We use the ERP system Microsoft Dynamics Business Central from Microsoft Corporation and the warehouse management system from Descartes Systems (Germany) GmbH (pixi) to process our orders.
2.2 Customer account
If you decide to open a customer account, we will use the data you enter on the input forms to open a customer account and to store your data for further future orders on our website in accordance with Art. 6 (1) point b GDPR. You can delete your customer account at any time, either by sending a message to the contact option described in this data protection declaration or by using a function provided in the customer account.
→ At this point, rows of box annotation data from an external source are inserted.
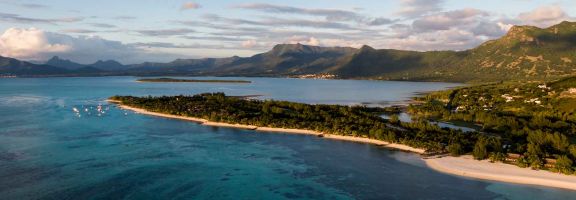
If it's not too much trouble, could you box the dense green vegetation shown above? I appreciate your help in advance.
[111,78,576,174]
[138,78,251,83]
[111,93,478,152]
[408,78,576,173]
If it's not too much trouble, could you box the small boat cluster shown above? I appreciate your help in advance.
[72,104,110,117]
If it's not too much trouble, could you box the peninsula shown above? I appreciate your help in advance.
[109,87,576,190]
[137,78,252,83]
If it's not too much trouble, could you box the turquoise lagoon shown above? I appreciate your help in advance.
[0,77,576,200]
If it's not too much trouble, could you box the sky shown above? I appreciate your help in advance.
[0,0,576,64]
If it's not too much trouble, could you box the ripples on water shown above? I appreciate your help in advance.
[0,77,576,199]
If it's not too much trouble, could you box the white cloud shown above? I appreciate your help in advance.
[242,40,258,48]
[180,2,202,10]
[396,0,443,17]
[284,36,321,46]
[518,5,574,27]
[0,28,72,59]
[0,28,170,63]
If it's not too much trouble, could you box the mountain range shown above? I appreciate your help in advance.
[0,22,576,82]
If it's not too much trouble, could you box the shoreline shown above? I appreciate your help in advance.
[424,155,576,190]
[106,99,426,154]
[107,100,576,190]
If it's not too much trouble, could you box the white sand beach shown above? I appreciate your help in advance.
[424,156,576,190]
[108,100,425,154]
[109,100,576,190]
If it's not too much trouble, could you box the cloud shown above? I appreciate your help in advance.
[62,29,98,33]
[0,13,84,24]
[234,3,392,26]
[396,0,444,18]
[0,28,160,63]
[0,28,72,59]
[518,5,574,27]
[412,8,488,31]
[180,2,202,10]
[284,36,321,46]
[113,15,136,20]
[201,14,354,30]
[242,40,258,48]
[90,23,117,28]
[20,3,49,9]
[136,28,195,36]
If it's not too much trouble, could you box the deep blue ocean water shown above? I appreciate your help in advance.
[0,77,576,200]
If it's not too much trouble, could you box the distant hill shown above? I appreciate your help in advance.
[88,60,129,71]
[4,22,576,82]
[45,56,86,70]
[0,56,70,76]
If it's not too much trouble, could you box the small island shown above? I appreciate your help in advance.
[137,78,252,83]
After deletion of your customer account, your data will be deleted, unless you have expressly consented to further use of your data in accordance with Art. 6 (1) point a GDPR or we reserve the right to use data in excess thereof, which is permitted by law and about which we inform you in this statement.
2.3 Contact
When you communicate with us via the contact form on our website or app, we process the personal data you provide as part of your inquiry, and which is necessary to answer that inquiry. To optimize our customer service, in certain specific cases, we use an AI-powered assistant provided by Neople Labs B.V., Walpoort 10, 5211 DK, 's-Hertogenbosch, Netherlands. This assistant supports both the manual and automated processing of customer inquiries. Your inquiry is automatically transferred to our support system (Zendesk). There, the integrated AI assistant analyzes the content, accesses internal data sources if needed, and suggests appropriate answers to the support team. In specific cases, the response may be fully automated.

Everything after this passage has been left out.